If you do my cruise power settings like Dirtybeech outlined you'll fly at or around 610 deg EGT below 15,000 and creep up toward 650 by FL250. The best thing for everyone in the AMF SA227 fleet to do is to right down specific fuel burns v ground speed each flight and forward it to EM and SK.
If you do that you'll be able to document the fuel lost on those legs. Just show your lbs/nm burn. You should be able to get 2.5 lbs/nm
+ 0.5 depending on wind. Example:
14,000
Power Setting-lbs/hr-gnd speed-lbs/nm
Company 580 600/200/3.0
Old Power 610 620/215/2.9
LRC (as above) 625/220/2.8
I don't have any of the actual numbers I documented in flight in front of me. However, those are pretty representative of the actual numbers you'll get. LRC (long range cruise) will just barely beat out 610 every time and 580 will only beat 610 if you are at really low altitudes like 5,000.
Besides being less fuel efficient, 580 also creates extra maintenance. If you have a route that is taking about 1 hour of flight time per day on the 610 power setting, you'll probably take 1.1 hours to complete it at 580. That means timed maintenance items like letter checks that come up every 100 hours or so will occur with fewer legs flown.
So, if you had been flying for 1 hour per leg and are now flying 1.1 hours per leg you'll have to have a 100 hour inspection done every 90 legs rather than every 100 legs. If you are getting X amount of dollars per leg (which AMF is in some cases) than you have fewer funds to pay for that maintenance.

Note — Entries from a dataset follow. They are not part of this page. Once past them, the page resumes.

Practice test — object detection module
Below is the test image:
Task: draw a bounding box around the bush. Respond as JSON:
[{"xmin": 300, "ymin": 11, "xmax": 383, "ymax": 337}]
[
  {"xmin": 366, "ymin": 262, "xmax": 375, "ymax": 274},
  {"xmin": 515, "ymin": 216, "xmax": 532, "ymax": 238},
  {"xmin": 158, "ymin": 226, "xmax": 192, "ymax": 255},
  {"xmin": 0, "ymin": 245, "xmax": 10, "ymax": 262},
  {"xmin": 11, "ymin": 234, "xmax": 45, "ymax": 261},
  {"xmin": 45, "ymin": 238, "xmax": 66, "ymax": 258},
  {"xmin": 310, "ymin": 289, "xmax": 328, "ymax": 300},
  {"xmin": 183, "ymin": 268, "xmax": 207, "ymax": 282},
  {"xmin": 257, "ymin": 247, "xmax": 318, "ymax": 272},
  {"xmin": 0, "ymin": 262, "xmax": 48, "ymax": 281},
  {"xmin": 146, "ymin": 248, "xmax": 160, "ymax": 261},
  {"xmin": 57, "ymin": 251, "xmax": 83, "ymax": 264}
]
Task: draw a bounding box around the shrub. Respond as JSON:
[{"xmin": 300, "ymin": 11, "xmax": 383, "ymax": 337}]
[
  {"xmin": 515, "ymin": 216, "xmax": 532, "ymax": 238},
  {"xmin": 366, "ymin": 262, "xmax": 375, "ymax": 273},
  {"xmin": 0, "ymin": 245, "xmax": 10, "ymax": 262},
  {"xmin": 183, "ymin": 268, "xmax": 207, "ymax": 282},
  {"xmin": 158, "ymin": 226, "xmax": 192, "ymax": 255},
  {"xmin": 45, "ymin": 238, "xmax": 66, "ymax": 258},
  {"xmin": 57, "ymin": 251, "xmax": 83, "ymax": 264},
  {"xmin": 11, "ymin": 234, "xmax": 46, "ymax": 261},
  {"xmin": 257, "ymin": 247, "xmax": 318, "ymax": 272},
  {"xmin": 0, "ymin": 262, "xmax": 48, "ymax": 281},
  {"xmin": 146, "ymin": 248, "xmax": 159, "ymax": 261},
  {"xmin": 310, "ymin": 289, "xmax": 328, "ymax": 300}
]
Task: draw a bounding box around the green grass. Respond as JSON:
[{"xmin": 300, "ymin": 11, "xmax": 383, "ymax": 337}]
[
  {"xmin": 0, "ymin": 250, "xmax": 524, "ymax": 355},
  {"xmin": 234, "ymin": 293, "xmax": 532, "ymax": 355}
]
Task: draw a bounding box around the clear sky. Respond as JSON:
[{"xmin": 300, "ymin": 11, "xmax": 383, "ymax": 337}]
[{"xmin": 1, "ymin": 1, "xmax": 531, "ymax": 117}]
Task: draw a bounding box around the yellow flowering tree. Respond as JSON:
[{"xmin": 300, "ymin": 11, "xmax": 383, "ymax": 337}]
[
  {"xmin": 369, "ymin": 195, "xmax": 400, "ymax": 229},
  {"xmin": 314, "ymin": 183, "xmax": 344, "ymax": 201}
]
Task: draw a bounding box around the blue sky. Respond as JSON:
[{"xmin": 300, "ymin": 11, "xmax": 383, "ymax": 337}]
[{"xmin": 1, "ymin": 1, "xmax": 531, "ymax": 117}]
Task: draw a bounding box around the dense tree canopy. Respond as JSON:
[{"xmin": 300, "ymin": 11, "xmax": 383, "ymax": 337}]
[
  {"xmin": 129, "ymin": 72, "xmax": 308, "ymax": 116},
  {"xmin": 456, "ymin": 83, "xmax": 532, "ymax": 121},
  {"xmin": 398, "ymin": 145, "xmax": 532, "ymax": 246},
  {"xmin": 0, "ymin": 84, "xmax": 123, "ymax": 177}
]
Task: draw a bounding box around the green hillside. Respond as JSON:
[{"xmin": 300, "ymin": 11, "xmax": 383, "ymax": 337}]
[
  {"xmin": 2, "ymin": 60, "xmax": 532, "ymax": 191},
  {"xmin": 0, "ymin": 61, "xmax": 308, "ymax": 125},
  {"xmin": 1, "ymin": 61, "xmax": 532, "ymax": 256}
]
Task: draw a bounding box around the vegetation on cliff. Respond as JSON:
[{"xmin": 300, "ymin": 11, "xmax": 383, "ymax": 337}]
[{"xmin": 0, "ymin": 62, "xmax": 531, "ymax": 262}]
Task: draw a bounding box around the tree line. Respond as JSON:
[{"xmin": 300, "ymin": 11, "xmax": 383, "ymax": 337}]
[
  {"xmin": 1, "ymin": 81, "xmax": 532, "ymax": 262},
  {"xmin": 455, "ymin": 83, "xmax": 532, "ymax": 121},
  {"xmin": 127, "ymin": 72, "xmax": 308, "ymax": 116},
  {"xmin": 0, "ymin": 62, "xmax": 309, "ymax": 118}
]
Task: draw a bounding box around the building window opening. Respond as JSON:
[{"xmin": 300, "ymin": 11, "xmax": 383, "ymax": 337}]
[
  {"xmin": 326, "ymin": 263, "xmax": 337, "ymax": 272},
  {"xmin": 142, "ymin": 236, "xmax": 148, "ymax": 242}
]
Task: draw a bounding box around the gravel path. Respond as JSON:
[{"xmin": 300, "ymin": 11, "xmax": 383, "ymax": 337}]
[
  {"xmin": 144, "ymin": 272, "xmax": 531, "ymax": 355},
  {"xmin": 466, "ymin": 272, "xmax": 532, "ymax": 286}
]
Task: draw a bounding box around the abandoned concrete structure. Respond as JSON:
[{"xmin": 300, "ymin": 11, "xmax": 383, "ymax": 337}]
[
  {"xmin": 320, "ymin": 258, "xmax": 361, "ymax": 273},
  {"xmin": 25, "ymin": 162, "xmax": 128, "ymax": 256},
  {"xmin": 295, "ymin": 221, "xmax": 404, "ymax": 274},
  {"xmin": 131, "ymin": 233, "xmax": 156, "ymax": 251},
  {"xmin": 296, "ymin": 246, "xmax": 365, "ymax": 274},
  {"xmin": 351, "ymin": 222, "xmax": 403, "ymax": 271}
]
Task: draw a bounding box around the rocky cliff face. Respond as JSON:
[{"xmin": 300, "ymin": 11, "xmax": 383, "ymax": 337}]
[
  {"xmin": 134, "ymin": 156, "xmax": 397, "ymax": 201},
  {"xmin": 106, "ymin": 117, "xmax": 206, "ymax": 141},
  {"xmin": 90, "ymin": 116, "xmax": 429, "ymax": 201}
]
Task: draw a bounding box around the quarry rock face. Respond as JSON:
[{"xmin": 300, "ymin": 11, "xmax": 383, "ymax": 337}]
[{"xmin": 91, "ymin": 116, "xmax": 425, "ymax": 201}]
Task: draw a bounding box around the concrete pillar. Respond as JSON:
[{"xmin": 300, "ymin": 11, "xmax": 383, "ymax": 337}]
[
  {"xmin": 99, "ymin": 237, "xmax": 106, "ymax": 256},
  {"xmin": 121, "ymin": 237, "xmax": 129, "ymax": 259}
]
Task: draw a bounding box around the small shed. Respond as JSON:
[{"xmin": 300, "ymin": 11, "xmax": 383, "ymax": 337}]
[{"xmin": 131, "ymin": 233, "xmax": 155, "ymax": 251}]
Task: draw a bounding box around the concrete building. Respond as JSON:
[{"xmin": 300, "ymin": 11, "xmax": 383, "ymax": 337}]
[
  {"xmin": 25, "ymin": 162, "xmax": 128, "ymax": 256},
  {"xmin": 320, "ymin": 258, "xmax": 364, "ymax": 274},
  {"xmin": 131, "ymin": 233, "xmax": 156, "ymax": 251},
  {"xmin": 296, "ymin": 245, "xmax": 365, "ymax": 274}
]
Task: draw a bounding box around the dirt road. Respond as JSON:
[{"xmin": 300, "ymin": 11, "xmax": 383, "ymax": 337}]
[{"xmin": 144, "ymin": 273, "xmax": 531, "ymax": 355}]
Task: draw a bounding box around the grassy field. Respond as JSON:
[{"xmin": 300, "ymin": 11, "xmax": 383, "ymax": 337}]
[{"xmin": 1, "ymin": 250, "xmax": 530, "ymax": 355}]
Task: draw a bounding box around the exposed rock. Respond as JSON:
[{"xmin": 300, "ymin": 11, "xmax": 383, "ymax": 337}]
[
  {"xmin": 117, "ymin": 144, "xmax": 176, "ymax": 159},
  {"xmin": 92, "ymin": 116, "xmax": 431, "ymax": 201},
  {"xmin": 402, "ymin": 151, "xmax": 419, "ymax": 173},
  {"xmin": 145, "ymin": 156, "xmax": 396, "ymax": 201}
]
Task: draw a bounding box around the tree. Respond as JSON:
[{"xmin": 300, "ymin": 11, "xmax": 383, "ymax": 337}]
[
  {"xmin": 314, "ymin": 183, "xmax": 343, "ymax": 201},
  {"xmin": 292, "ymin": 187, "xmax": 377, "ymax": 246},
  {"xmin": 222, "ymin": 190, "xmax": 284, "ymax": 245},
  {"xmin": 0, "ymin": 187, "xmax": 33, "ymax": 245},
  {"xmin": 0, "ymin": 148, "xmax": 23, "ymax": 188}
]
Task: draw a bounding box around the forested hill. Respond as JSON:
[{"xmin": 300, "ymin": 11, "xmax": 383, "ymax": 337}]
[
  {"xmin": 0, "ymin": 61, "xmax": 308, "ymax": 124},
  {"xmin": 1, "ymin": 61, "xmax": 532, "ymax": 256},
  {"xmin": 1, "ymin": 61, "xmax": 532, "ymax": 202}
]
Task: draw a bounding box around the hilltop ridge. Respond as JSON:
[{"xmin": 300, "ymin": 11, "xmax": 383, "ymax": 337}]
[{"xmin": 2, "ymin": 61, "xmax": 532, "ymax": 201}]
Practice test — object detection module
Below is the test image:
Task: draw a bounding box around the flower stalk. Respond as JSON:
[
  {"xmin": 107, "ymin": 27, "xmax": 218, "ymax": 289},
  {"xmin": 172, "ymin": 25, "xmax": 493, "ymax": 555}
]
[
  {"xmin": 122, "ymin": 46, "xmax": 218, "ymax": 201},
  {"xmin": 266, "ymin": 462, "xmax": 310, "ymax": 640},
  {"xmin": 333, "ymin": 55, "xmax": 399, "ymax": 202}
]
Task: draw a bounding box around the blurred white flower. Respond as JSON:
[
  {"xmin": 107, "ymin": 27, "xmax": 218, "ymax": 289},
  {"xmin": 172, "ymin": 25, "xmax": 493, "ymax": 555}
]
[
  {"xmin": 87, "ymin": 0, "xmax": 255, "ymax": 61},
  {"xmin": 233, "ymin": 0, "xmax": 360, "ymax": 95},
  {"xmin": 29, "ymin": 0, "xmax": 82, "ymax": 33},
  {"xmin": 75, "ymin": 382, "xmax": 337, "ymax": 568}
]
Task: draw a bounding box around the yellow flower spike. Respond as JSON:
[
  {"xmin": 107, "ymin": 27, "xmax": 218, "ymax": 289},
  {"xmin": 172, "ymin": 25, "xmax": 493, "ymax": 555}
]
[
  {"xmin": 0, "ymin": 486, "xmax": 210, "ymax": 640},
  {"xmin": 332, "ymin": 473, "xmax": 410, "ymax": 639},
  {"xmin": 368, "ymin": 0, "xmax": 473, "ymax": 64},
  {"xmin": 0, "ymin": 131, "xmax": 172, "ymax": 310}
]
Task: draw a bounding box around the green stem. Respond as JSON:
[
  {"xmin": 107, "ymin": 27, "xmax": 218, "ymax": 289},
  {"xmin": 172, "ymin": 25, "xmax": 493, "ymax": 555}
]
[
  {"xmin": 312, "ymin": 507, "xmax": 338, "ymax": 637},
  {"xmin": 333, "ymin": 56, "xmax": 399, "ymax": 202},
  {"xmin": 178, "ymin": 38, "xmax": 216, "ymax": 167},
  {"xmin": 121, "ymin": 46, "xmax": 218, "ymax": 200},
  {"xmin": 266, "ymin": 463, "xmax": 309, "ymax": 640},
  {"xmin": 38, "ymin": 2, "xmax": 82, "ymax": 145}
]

I've told everyone in DFW this, and most agree. If you need a procedure for an aircraft, chances are someone somewhere has already researched it, done it, documented it and published it for our edification. If you want to save gas and be more efficient, look up the numbers in the AFM. They aren't straight forward, but they are there. You just have to convert TAS to IAS and you'll have all the info you need.